Slide 7 - Diapositive

Eisen aan je tekst
Boven alles: het gaat om een samenhangend betoog, dus zonder tegenstrijdigheden.
> Duidelijk standpunt. Argumenten sluiten aan bij standpunt.
> Argumenten zijn sterk en duidelijk uitgelegd.
> Minimaal 1 objectief argument.
> Tegenargument is overtuigend weerlegd.
> Informatie komt van betrouwbare bronnen.
> Bronnen zijn correct genoteerd.
> Inleiding en slot sluiten op elkaar aan.

Slide 8 - Diapositive

Voorbeeld van een AUB-alinea
De eerste reden om geen dieren in een dierentuin neer te zetten is dat dit totaal niet overeenkomt met de natuurlijke leefwereld van wilde dieren. De dieren leven namelijk in een hok, dit is onvergelijkbaar met de onmetelijke hoeveelheid ruimte die ze in de wilde natuur hebben.  In Afrika bijvoorbeeld hebben leeuwen honderden vierkante kilometers leefruimte, dat is wel wat anders dan dat kleine hokje in Artis. (G. Paanakker, Trouw, 9 januari 2021)

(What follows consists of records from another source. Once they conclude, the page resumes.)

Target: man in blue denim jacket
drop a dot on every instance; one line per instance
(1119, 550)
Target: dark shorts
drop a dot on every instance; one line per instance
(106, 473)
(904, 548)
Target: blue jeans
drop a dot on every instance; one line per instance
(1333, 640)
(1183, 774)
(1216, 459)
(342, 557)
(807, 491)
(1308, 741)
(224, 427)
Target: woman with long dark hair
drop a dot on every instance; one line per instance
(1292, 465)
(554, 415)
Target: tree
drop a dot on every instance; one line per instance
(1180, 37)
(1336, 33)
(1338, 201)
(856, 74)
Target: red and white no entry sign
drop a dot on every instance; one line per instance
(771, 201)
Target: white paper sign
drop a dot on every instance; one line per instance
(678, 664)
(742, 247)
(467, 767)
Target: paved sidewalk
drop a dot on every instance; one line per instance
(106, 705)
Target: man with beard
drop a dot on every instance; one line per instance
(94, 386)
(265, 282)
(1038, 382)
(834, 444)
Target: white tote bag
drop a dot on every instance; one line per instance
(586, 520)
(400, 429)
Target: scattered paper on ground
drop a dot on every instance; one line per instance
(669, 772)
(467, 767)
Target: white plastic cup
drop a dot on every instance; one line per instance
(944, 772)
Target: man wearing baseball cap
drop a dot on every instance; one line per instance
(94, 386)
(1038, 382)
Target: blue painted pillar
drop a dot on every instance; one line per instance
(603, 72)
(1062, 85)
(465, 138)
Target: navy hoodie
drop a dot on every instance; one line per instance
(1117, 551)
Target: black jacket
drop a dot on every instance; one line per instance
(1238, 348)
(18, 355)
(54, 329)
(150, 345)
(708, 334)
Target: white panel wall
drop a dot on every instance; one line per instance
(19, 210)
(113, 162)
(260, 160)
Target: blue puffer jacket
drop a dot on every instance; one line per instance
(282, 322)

Welke signaalwoorden zie je?

Slide 9 - Diapositive

Maak de AUB-structuur duidelijk
De eerste reden om geen dieren in een dierentuin neer te zetten is dat dit totaal niet overeenkomt met de natuurlijke leefwereld van wilde dieren. De dieren leven namelijk in een hok, dit is onvergelijkbaar met de onmetelijke hoeveelheid ruimte die ze in de wilde natuur hebben. In Afrika bijvoorbeeld hebben leeuwen honderden vierkante kilometers leefruimte, dat is wel wat anders dan dat kleine hokje in Artis. (G. Paanakker, Trouw, 9 januari 2021)

Opsommend verband kondigt argument aan, toelichtend verband, uitleg

Slide 10 - Diapositive

Want-dus-proef
Controleer je argumentatie op tegenstrijdigheden:
  • mening in inleiding, want ...argumenten in kern
  • argumenten in kern, dus ...conclusie in slot
  • mening in inleiding = conclusie in slot

Let op: welke signaalwoorden ga je gebruiken?